Inexpensive valuations for sector

As of the company’s latest announcement on 15 Jun, we understand discussions are still on-going regarding a potential transaction that may or may not lead to an acquisition of the issued share capital of the company. We note that the crane rental industry has been facing a prolonged challenging period and local companies have seen a de-rating in valuations to inexpensive levels. Thus further consolidation may naturally occur in the sector.

Looking at the global crane industry, one of the latest M&A developments includes Austria’s Palfinger AG’s intention to make a takeover bid for Norwegian company TTS Group ASA at NOK5.60/share. This represents ~0.76x P/BV of the latter. For the local crane rental players (Tat Hong, Tiong Woon, Hiap Tong Corp, MS Holdings, Sin Heng), they are currently trading at an average of ~0.5x P/BV.

Keeping our HOLD rating

We reiterate that there is no certainty or assurance that the stated discussions will result in any transaction.

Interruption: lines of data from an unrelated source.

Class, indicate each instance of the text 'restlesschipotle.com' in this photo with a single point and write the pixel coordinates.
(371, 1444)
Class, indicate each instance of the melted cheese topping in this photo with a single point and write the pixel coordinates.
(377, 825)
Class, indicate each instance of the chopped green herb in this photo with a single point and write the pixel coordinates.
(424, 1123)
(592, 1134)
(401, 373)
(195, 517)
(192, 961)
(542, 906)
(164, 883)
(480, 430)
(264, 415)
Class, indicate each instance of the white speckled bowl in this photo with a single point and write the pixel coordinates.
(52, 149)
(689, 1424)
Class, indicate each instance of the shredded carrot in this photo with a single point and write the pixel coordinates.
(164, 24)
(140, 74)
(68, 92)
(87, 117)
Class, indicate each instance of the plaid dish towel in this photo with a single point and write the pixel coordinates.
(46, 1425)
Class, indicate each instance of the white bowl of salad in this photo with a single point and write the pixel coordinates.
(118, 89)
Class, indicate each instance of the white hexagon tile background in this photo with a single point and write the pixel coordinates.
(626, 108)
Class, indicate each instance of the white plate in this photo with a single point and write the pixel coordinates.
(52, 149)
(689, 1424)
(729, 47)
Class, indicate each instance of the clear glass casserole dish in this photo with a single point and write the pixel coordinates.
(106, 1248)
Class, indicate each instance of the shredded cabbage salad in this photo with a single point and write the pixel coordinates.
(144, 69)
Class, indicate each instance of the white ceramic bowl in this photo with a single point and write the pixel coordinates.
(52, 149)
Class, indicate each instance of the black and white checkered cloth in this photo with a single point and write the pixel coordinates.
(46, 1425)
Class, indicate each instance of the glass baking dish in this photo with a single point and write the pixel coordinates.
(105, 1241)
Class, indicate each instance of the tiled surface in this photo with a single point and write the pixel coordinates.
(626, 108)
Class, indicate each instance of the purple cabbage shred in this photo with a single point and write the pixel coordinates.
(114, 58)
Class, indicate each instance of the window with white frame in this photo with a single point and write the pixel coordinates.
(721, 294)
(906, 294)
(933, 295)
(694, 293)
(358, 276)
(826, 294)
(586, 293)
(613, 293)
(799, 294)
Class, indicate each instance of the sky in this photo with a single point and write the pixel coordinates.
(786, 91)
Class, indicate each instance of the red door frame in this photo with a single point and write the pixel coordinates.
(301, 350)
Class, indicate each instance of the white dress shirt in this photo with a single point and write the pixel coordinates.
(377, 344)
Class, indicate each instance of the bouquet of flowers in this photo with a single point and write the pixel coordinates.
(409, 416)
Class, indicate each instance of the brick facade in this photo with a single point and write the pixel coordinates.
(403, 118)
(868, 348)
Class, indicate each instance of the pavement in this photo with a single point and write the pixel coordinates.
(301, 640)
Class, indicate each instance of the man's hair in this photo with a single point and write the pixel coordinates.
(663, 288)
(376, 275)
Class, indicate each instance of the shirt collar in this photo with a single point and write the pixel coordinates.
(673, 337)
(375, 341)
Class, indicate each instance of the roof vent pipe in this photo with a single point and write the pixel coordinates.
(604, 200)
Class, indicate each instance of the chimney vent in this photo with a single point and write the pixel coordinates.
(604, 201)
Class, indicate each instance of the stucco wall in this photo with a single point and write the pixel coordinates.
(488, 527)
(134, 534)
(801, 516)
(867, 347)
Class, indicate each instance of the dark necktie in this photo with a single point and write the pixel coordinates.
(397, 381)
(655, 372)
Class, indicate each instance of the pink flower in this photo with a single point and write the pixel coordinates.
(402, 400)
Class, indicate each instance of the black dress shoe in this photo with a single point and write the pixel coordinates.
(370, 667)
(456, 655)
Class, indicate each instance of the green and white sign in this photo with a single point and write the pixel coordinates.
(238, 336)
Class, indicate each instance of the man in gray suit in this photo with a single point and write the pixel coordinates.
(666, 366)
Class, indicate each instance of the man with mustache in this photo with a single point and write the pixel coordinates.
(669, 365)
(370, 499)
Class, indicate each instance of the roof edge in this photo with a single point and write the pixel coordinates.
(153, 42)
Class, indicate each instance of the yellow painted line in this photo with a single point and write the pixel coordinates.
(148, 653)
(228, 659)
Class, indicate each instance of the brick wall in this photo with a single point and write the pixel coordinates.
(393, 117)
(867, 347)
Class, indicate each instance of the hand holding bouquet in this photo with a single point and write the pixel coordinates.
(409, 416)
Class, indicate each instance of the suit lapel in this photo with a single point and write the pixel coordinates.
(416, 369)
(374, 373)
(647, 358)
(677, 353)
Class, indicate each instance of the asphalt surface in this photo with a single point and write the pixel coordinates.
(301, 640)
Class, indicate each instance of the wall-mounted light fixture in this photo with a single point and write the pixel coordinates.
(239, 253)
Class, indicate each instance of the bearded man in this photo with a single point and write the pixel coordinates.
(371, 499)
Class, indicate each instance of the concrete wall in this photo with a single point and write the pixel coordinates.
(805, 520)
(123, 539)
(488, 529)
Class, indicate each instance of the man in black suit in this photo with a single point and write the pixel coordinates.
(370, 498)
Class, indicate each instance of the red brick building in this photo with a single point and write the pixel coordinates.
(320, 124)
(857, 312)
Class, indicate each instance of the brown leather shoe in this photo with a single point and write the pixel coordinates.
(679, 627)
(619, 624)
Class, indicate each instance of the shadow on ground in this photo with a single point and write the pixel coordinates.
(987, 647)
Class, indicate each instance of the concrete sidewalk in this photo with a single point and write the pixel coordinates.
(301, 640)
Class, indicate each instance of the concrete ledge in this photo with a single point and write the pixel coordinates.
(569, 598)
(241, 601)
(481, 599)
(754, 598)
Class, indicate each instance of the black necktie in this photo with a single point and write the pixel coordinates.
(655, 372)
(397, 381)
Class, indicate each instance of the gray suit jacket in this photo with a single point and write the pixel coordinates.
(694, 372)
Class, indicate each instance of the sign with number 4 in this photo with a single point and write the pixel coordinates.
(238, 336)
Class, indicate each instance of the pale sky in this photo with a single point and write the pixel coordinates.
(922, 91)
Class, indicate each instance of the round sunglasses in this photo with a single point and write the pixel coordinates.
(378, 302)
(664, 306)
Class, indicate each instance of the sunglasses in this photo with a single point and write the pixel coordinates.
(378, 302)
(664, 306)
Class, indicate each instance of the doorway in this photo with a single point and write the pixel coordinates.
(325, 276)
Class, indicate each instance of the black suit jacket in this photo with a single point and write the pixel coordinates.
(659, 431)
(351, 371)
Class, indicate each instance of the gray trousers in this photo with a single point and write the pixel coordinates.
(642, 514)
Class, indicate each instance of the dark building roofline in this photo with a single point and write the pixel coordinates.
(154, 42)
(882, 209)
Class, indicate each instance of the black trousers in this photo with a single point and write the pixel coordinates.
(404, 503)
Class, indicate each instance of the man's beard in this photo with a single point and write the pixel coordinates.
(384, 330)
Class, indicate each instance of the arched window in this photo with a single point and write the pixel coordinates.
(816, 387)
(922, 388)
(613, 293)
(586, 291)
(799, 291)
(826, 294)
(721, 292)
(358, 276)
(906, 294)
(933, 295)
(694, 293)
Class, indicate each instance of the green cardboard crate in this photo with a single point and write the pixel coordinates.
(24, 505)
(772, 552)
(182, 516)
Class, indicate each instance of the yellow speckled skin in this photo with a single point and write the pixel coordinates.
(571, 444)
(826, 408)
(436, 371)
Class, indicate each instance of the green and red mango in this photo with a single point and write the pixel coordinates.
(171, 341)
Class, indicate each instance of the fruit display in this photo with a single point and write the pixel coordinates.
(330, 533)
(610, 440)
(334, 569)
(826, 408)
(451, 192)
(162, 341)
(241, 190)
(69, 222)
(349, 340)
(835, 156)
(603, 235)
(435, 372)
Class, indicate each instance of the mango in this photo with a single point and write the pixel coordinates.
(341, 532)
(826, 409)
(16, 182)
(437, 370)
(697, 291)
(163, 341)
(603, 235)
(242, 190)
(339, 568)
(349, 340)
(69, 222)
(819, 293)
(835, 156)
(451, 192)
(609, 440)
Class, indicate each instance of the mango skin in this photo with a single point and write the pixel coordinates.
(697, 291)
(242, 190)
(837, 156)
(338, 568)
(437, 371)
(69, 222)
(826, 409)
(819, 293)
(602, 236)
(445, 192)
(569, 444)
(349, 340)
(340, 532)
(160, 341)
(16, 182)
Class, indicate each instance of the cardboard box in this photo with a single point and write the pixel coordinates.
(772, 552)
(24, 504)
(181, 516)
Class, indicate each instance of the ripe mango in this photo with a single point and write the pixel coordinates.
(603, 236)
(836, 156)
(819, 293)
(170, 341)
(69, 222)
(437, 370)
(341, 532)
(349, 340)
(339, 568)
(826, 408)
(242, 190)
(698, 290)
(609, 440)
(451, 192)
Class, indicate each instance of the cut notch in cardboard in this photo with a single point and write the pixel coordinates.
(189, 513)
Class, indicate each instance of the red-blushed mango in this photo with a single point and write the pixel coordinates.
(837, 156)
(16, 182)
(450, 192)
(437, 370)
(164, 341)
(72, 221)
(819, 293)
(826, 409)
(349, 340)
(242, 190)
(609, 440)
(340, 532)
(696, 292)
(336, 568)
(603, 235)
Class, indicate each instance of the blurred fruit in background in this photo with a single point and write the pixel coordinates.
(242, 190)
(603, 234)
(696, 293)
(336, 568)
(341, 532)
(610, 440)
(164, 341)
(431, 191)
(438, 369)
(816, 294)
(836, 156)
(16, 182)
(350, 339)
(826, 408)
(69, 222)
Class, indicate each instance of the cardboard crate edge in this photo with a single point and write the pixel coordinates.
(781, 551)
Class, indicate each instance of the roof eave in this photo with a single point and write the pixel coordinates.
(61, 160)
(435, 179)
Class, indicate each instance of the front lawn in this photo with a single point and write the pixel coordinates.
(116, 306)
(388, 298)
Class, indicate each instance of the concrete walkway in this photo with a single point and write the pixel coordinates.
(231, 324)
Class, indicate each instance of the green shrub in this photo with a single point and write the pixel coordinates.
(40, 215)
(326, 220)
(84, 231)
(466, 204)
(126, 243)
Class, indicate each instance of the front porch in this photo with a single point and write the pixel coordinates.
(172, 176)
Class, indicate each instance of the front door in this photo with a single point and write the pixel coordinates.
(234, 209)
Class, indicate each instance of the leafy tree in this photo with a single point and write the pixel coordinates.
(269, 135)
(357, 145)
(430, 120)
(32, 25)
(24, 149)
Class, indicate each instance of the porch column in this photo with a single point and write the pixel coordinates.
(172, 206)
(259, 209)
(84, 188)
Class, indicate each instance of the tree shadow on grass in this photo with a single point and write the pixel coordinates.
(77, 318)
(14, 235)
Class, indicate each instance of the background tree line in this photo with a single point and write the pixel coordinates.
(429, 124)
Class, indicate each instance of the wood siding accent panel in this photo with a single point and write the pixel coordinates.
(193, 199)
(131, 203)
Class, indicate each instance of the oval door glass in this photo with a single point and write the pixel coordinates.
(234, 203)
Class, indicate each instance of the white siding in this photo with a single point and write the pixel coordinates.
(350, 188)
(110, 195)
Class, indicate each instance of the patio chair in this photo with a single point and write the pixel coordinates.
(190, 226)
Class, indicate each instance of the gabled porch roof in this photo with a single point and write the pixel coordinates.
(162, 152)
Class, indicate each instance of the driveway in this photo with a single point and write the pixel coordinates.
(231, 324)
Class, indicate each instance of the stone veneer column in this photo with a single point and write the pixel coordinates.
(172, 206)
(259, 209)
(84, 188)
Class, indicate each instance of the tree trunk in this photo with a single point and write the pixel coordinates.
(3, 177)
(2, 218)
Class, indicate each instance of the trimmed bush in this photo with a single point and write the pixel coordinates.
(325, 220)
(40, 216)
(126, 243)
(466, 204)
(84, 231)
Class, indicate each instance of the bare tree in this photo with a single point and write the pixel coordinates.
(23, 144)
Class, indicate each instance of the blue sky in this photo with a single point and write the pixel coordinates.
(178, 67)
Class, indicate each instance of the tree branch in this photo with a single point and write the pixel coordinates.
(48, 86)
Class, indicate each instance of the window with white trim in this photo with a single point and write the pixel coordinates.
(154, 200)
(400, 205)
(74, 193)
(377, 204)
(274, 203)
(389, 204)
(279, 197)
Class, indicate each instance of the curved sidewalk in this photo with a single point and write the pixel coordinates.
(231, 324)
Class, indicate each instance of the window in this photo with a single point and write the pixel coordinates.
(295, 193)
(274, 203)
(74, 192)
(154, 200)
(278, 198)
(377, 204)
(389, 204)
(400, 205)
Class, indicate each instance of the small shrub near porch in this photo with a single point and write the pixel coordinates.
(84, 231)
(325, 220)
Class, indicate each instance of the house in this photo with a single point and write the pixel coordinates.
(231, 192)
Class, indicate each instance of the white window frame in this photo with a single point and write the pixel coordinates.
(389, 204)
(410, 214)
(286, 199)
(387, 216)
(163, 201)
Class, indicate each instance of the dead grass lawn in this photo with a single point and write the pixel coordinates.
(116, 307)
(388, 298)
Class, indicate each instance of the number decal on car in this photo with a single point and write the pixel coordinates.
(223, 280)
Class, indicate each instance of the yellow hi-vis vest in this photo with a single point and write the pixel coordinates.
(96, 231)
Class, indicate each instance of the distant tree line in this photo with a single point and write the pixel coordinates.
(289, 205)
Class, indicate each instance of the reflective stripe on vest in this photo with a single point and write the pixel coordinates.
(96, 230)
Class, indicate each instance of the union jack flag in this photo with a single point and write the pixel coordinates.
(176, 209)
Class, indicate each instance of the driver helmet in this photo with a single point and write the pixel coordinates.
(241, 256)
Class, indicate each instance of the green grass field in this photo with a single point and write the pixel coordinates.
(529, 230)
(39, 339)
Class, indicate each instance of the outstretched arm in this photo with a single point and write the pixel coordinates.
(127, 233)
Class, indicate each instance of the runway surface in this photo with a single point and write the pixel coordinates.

Notwithstanding the potential acquisition, we believe China remains the bright spot for the group as they continue their costsaving measures, as well as clean up other noncore, unprofitable businesses.

We maintain our HOLD rating. Our fair value is raised from S$0.50 to S$0.55 based on slightly higher 0.6x P/BV (previous: 0.55x) as we believe the group should command a certain premium to its peers.